This comes up a lot around here :) The idea behind the paragraph you are quoting is that for in-app billing to be secure, you need to verify transaction signatures. Those are signed with a private key, associated with your developer account. The key resides on Google's servers, so it's fairly safe to assume that no one else can sign data with it. To verify it you need your public key, which you can copy from the developer console. If someone replaced it in your app, they could fool it to accept in-app billing transactions from unauthorized sources, because if they plant the public key, they probably also control the corresponding private key. In practice however, it is far easier to simply modify your code in the right places to always return true for
hasItem() or similar methods you might have and no one does this.
The best way to protect the key is, of course, not to have the key in your app at all. Move all of the transaction validation logic to your server, and use HTTPS to connect to it. Properly validate the certificate chain to ensure you are talking to your own server(s). Otherwise, someone might mess around with DNS and fool your app to connect to their own servers. A similar attack against iOS purchasing was announced a couple of weeks ago.

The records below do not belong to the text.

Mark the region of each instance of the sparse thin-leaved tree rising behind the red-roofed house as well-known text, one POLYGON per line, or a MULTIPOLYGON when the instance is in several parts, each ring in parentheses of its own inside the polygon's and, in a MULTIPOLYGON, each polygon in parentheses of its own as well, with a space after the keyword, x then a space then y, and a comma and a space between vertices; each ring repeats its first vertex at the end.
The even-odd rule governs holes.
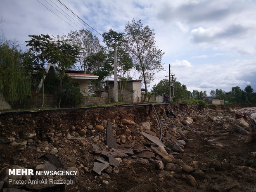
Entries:
POLYGON ((68 36, 69 40, 73 45, 81 48, 81 52, 77 57, 77 62, 75 64, 76 69, 84 71, 86 73, 89 65, 89 59, 91 55, 97 54, 101 51, 102 45, 96 36, 87 29, 81 29, 79 31, 71 31, 68 36))

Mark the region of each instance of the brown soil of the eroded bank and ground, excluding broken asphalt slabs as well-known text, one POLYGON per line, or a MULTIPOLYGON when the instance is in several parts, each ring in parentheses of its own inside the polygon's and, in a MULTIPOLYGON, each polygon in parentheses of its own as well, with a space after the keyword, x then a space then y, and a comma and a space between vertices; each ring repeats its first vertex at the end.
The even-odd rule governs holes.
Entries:
MULTIPOLYGON (((196 179, 197 183, 193 187, 186 181, 186 175, 193 173, 179 170, 175 171, 173 177, 168 177, 166 171, 159 170, 156 161, 161 160, 161 155, 155 154, 150 159, 138 157, 140 152, 154 152, 152 147, 157 147, 142 136, 141 122, 148 121, 151 130, 147 133, 160 137, 159 124, 151 105, 0 113, 0 140, 14 137, 18 142, 22 135, 36 133, 33 141, 26 145, 11 146, 0 141, 0 169, 15 164, 35 170, 37 165, 49 160, 45 155, 56 148, 56 156, 64 166, 59 170, 76 167, 80 173, 74 178, 74 185, 59 187, 59 191, 256 192, 256 157, 251 155, 256 152, 256 143, 245 143, 248 135, 232 131, 236 114, 247 113, 247 116, 251 116, 255 111, 251 110, 253 108, 241 107, 155 105, 161 121, 163 143, 171 140, 175 144, 181 139, 186 142, 184 147, 180 145, 184 152, 171 150, 170 154, 186 165, 192 166, 193 161, 198 161, 199 166, 195 169, 205 173, 204 178, 196 179), (177 117, 166 116, 166 109, 173 110, 177 117), (185 119, 183 114, 191 117, 194 122, 185 126, 175 121, 185 119), (214 121, 213 117, 217 119, 214 121), (128 119, 134 124, 125 126, 121 119, 128 119), (108 173, 105 170, 97 175, 92 171, 93 163, 95 159, 102 157, 100 152, 106 149, 106 131, 90 133, 88 125, 95 127, 98 124, 106 129, 107 121, 111 121, 112 129, 116 132, 119 150, 126 152, 133 149, 134 154, 121 158, 119 173, 108 173), (78 134, 83 128, 87 130, 85 136, 78 134), (131 136, 128 133, 126 142, 121 143, 120 135, 125 135, 123 131, 127 128, 131 136), (178 133, 179 129, 187 130, 187 133, 178 133), (73 131, 72 139, 67 139, 67 135, 73 131), (81 140, 84 141, 83 145, 81 140), (100 149, 94 149, 92 144, 100 149), (221 166, 211 168, 213 160, 219 161, 221 166), (88 171, 83 167, 88 168, 88 171), (108 181, 109 184, 104 184, 103 181, 108 181)), ((251 122, 248 120, 248 123, 251 122)), ((21 189, 32 191, 27 186, 21 189)), ((33 191, 57 190, 42 186, 40 190, 33 191)))

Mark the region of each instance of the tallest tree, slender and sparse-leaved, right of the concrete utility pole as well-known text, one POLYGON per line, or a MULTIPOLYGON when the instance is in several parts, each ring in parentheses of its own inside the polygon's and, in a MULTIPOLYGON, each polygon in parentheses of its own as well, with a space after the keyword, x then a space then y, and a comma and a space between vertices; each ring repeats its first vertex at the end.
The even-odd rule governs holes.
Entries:
POLYGON ((161 63, 164 52, 155 45, 154 30, 143 26, 141 21, 132 20, 125 26, 126 45, 133 58, 135 69, 141 73, 145 92, 147 85, 154 79, 154 73, 163 69, 161 63))

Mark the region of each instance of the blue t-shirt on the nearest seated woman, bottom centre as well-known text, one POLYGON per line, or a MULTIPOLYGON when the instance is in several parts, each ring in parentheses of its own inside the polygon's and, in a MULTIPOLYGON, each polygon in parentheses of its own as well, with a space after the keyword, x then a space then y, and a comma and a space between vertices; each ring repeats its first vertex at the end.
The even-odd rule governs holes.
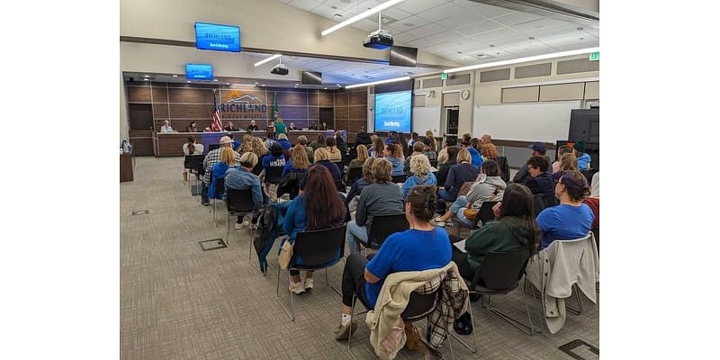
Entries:
POLYGON ((408 229, 392 234, 385 239, 375 257, 365 266, 367 271, 380 279, 375 284, 365 283, 367 302, 371 307, 375 307, 380 289, 388 275, 402 271, 437 269, 446 266, 452 257, 453 250, 445 229, 408 229))

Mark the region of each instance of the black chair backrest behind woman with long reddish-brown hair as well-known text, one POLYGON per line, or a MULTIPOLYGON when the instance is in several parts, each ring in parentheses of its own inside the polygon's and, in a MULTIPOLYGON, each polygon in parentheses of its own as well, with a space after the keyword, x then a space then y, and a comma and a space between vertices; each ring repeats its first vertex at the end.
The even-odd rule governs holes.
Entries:
POLYGON ((320 266, 345 257, 347 224, 330 229, 300 231, 295 238, 293 257, 302 258, 302 266, 320 266))

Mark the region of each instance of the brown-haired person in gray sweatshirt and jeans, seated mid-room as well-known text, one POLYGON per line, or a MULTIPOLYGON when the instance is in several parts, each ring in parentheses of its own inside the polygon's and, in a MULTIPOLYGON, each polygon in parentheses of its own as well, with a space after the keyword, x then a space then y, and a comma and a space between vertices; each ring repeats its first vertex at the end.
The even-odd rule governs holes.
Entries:
MULTIPOLYGON (((360 242, 368 243, 375 216, 397 215, 404 211, 400 186, 392 183, 392 164, 386 158, 373 163, 374 183, 367 185, 357 202, 356 220, 347 223, 347 245, 351 253, 360 252, 360 242)), ((434 187, 433 187, 434 188, 434 187)))

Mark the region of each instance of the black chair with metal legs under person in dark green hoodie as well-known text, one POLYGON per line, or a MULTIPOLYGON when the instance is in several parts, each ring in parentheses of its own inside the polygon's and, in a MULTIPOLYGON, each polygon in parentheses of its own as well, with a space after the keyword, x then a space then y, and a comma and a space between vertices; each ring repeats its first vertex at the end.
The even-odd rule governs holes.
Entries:
MULTIPOLYGON (((492 313, 498 315, 500 319, 508 321, 512 326, 522 330, 527 335, 532 336, 533 333, 536 332, 536 329, 533 327, 533 320, 530 317, 530 309, 527 307, 525 292, 520 293, 523 297, 523 302, 525 303, 527 320, 529 320, 530 323, 529 326, 524 324, 522 321, 490 306, 491 296, 505 295, 518 288, 520 279, 525 274, 525 268, 530 255, 530 251, 527 249, 488 253, 482 260, 480 268, 475 272, 473 282, 469 285, 469 290, 470 293, 482 294, 487 297, 487 303, 483 304, 481 302, 482 307, 492 311, 492 313)), ((535 293, 535 290, 533 290, 533 293, 535 293)), ((537 311, 539 313, 539 310, 537 311)), ((537 332, 542 332, 542 325, 540 331, 537 332)))

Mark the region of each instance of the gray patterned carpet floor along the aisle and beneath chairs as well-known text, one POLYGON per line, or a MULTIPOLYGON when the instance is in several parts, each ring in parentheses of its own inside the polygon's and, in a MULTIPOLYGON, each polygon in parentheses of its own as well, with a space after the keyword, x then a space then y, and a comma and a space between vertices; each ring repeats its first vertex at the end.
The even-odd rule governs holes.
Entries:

The next best thing is to somehow obfuscate the key, and have it included in your app. This has the advantage that you don't need a server, but the disadvantage is that if someone is determined enough they will figure it out, since they can always reverse the byte code of your app. So your best bet is to come up with your own original way to do it that doesn't show up on public forums :) To make it a bit harder, you can implement the validation part in native code, which is harder (but not impossible) to analyze. Still, as mentioned above, patching byte code in the right places is far easier than trying to replace the public key, so that is what most crackers will do.